La prostituta Shen Te è l’unica anima buona che gli dèi, durante una lunga ricerca, sono riusciti a trovare nella capitale della regione cinese del Sezuan. Le tre divinità vorrebbero dimostrare che, con l’esistenza della donna e nonostante la miseria e la malvagità che pervade gli esseri umani, è ancora possibile rispettare i loro severi comandamenti. 
Poiché Shen Te li ha ospitati presso la sua casa, questi le lasciano in dono una somma di denaro sufficiente a farle sperare in una vita migliore, con la promessa di restare altruista e caritatevole con il prossimo. La donna, con il poco che riesce a costruire per sé, fa del bene a tutti i bisognosi del quartiere, ma questo la porta ad essere circondata di personaggi falsi, avidi ed egoisti, che si approfittano dei suoi averi e della sua bontà. Così è costretta da presentarsi a loro cospetto in vesti differenti, quelle dello scaltro e malvagio cugino Shui Ta, per liberarsene e per tentare di rimettere in sesto la sua situazione economica. 
Ma ciò non è sufficiente: la bontà di Shen Te rimane vittima del fascino di Yang Sun, un aviatore disoccupato, che finge di amarla ma è  solamente interessato al suo denaro.
Nonostante la consapevolezza di certe inclinazioni dell’amato, la donna, pur ormai impersonando sempre l’autoritario cugino per difendersi dai parassiti che cercano di soggiogarla, non riesce ad essere malvagia fino in fondo. La situazione precipita e si svela sua essenza: un’anima buona. 
 
L’amore è stata la più grande debolezza di Shen Te che non le ha permesso di essere buona con gli altri e, allo stesso tempo, con sé stessa. L’ amore per il prossimo ha fatto sì che venisse consumata un pezzetto alla volta da coloro che, a differenza sua, non sanno cosa sia la bontà. 
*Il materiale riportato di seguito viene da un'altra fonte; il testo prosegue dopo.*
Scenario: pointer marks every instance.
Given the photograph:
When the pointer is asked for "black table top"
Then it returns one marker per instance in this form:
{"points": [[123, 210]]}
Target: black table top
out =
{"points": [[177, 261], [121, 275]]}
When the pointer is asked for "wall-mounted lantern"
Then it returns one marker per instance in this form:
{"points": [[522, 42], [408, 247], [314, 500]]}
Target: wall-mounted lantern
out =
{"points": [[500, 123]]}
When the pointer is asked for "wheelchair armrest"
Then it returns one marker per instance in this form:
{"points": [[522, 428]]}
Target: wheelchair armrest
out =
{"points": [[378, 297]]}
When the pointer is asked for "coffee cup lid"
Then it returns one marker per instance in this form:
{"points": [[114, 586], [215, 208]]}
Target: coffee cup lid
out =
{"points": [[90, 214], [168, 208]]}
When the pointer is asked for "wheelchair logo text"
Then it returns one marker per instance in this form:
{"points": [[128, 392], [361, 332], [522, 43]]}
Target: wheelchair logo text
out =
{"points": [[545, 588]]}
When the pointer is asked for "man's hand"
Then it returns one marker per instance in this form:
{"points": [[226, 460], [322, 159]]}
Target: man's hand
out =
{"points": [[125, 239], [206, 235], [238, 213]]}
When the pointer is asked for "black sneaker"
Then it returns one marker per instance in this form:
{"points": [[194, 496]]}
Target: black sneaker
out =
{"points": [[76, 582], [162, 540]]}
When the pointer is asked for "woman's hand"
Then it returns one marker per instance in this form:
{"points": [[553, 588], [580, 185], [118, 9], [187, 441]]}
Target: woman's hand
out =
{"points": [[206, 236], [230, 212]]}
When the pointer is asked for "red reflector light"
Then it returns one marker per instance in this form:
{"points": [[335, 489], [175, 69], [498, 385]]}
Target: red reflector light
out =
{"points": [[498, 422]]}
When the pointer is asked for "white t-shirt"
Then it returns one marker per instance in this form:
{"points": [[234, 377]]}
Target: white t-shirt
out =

Monica Guerritore, regista e protagonista di questo spettacolo, ha riportato in scena la versione scenica de L’anima buona di Sezuan di Giorgio Strehler, per omaggiare colui che definisce il suo Maestro: Bertolt Brecht. L’autore mette in scena una serie di personaggi crudi, connotati da forte ambiguità, miseri nella miseria, si affannano per i propri interessi,  non hanno scrupoli, si approfittano di tutto quello che possono - che non ne hanno mai abbastanza. 
 
Personaggi che sono l’emblema dell’uomo e che ricreano delle dinamiche verosimili, se paragonate alla società odierna.  Le anime buone vengono abbandonate da tutti:  dagli affetti e persino dagli dèi.
È difficile essere cattivi, ma a quanto pare, nel Sezuan, è piuttosto naturale. I personaggi  si muovono su uno sfondo indefinito, il cui scorrere del tempo è indicato da un pallido sole e una sfocata luna. Si scambiano saluti, parole, angherie su un girevole che li conduce, da una scena all’altra, in modo continuo e fluido. La luce, senza una precisa fonte, invade i loro corpi e riscalda la scena rendendola surreale, ma così vicina all’immaginario comune della realtà.